Bacon est pétri de complexes et de névroses. Il est hanté par la figure de son père tyrannique et qui ne l’a jamais accepté. Homosexuel à une époque où cela est encore très tabou, il vit sa sexualité avec la même intensité que son art. Son amant, à qui il adresse ce texte, est un être imprévisible et violent. Obnubilé par son corps, il ne cesse de le chercher physiquement et artistiquement. Lui, l’artiste riche et reconnu s’entiche d’un délinquant drogué et violent et devient dépendant de cette relation. De leur liaison naît une force créatrice et destructrice qui lui fait produire des œuvres habitées et percutantes.
Pour moi, il n’y a toujours eu qu’une seule chose à peindre : le corps et son cri. Et si la sainteté et le tragique avaient la chance de se marier, c’était assurément au sein de la figure humaine. L’art abstrait l’avait évincée de la toile, remplacée par des paysages de points, de lignes, de taches, l’avait déconstruite pour signifier l’insignifiance de toute vérité humaine, voire son inexistence absolue. Il n’y avait que du vent dans cet art aseptisé.
Sa relation amoureuse tumultueuse est aussi l’occasion de revenir sur son enfance. Derrière le père violent, le viol qu’il a subi ou encore ses premières années de misère à Paris, se brosse le portrait d’un homme traversé par des blessures à vif.
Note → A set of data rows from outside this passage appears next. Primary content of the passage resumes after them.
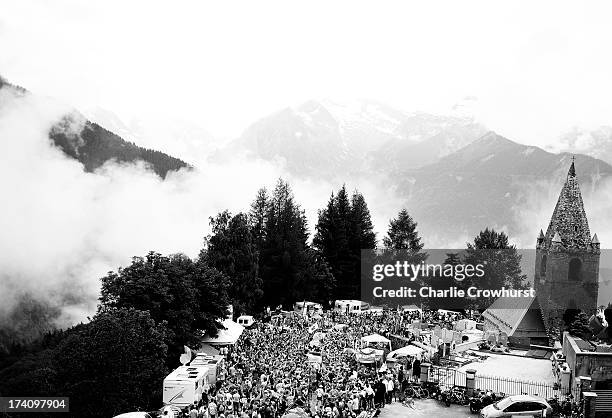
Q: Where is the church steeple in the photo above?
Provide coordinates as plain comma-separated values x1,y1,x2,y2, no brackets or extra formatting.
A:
534,157,600,335
543,159,592,249
568,157,576,178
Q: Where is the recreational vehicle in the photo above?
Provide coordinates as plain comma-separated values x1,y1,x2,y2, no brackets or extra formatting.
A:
190,354,224,385
162,366,208,407
334,300,370,315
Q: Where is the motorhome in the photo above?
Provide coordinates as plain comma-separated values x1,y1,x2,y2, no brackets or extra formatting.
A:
190,354,224,385
334,300,370,315
162,366,208,407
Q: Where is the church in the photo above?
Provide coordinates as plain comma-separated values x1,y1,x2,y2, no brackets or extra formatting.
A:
483,160,601,347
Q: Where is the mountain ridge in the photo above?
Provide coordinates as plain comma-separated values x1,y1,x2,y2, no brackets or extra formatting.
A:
0,76,189,178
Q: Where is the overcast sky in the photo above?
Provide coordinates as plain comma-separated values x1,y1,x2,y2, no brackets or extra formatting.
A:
2,0,612,146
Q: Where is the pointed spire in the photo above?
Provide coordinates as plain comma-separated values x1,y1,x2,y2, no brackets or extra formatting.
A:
592,233,599,244
544,159,591,248
552,231,562,243
568,156,576,178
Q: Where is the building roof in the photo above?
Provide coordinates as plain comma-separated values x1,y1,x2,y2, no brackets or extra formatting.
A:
482,296,538,336
543,161,592,249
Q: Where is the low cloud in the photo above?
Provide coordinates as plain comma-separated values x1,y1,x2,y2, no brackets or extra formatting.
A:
0,88,406,335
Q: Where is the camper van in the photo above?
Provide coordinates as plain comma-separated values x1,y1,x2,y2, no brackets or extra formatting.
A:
190,354,224,386
162,366,208,407
237,315,255,328
334,300,370,315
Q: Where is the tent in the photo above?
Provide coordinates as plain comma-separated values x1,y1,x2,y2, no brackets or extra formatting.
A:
201,318,245,346
361,334,391,345
356,347,378,364
387,345,424,359
361,334,391,351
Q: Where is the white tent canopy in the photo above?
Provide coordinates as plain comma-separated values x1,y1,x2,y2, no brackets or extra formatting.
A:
361,334,391,345
202,318,244,345
360,333,391,352
387,345,424,359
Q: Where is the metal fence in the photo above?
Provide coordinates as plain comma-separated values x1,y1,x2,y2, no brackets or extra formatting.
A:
429,366,467,388
429,365,580,400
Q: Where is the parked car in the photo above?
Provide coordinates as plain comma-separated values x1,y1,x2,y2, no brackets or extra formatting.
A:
480,395,551,417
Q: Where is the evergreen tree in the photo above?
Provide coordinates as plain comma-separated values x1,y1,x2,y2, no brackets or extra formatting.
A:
382,208,427,275
383,209,424,254
313,192,339,280
259,179,310,307
293,249,337,306
202,211,262,316
249,188,269,253
349,191,377,251
314,186,376,299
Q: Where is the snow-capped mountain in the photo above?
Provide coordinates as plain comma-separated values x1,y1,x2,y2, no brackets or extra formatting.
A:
369,112,487,171
215,100,612,246
217,99,487,178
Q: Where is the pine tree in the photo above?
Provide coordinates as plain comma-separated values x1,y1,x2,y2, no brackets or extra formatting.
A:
314,186,377,300
202,211,262,316
293,249,336,306
259,179,310,308
349,191,377,251
382,209,424,253
249,188,269,253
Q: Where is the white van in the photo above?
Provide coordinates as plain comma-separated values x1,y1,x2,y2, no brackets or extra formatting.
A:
334,300,370,315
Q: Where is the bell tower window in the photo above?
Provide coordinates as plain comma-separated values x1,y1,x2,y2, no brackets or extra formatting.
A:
568,258,582,281
540,255,547,277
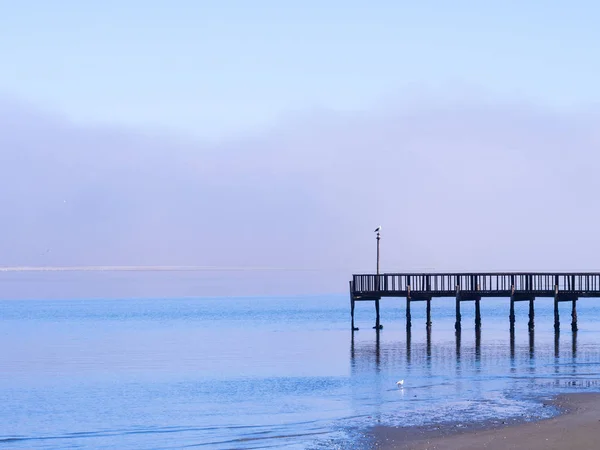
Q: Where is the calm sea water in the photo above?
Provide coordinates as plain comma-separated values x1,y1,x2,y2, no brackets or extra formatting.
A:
1,292,600,449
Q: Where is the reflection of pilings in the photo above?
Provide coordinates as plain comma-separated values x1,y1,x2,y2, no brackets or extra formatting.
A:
406,327,412,364
375,328,381,369
509,294,515,331
475,328,481,361
553,330,560,376
510,327,515,360
572,331,578,358
455,329,461,360
350,329,355,360
529,329,535,359
426,298,432,329
426,326,432,359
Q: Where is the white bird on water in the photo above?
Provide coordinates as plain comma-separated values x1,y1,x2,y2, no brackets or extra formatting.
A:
396,380,404,388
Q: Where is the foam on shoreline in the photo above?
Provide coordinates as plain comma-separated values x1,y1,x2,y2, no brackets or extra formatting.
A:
368,392,600,449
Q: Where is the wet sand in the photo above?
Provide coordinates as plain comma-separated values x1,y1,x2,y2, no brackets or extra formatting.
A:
371,393,600,449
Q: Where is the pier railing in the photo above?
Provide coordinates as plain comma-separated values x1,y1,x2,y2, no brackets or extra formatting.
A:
352,273,600,298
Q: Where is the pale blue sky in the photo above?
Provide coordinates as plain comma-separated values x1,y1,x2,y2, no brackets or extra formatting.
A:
1,0,599,136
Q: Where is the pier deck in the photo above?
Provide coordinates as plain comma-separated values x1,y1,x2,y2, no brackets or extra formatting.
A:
350,272,600,332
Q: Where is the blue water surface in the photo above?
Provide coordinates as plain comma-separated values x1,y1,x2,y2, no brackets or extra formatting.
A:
1,292,600,449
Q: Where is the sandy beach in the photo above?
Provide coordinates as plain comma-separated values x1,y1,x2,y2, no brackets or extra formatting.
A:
371,393,600,449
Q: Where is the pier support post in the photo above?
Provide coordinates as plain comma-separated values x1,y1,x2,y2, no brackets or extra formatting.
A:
406,296,412,330
374,299,381,330
426,298,432,329
455,287,461,332
349,281,358,331
528,299,535,331
475,298,481,331
571,299,578,332
554,286,560,332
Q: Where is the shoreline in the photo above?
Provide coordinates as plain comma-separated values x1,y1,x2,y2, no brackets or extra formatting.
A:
368,393,600,449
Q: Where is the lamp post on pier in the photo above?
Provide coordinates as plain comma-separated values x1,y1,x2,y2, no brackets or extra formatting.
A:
374,226,381,275
373,226,382,330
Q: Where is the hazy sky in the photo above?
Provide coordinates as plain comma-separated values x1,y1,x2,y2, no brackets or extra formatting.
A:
1,2,599,297
2,1,600,136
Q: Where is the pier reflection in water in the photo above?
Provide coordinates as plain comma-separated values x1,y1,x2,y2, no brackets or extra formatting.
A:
348,315,600,427
351,327,583,374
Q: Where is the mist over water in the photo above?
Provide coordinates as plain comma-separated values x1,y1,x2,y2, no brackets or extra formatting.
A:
2,95,600,298
1,284,600,449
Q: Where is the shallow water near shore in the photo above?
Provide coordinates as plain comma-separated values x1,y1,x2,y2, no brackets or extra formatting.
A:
1,291,600,449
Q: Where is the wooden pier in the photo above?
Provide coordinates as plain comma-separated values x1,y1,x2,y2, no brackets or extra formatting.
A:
349,273,600,332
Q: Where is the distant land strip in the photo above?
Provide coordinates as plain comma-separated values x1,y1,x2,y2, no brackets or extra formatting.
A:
0,265,326,272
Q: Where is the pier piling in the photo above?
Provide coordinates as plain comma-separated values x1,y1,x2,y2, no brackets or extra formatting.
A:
349,281,358,331
554,292,560,332
374,299,381,330
455,288,461,332
475,298,481,331
528,299,535,331
572,299,578,332
406,296,412,330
Malgré la reconnaissance dont son art jouit et sa fortune, il reste un homme fragile et en proie à des démons tenaces. Face à l’homme qui le fascine, il redevient petit garçon. C’est sur la toile qu’il exorcise cette passion débordante.
Les errances artistiques du narrateur sont passionnantes. Bacon est un peintre qui met ses tripes sur la toile. Il détruit tout ce qu’il trouve de mauvais et a besoin d’être dans un certain état de tension pour créer. Reconnu et apprécié, il vend beaucoup et est appelé à exposer partout. Cela ne le rend pas exempt de doute et d’incertitude quant à son art. C’est la chair même de ses modèles, et notamment de son amant, qu’il souhaite mettre sur la toile.
Le style de Larry Tremblay est poétique et ciselé. Il parle de violence et de sexualité de manière directe. Les mots sont choisis et touchent directement le lecteur. J’ai été emportée par cette biographique faite de chair et de sang. L’auteur nous propose un portrait vibrant d’un homme habité et sulfureux.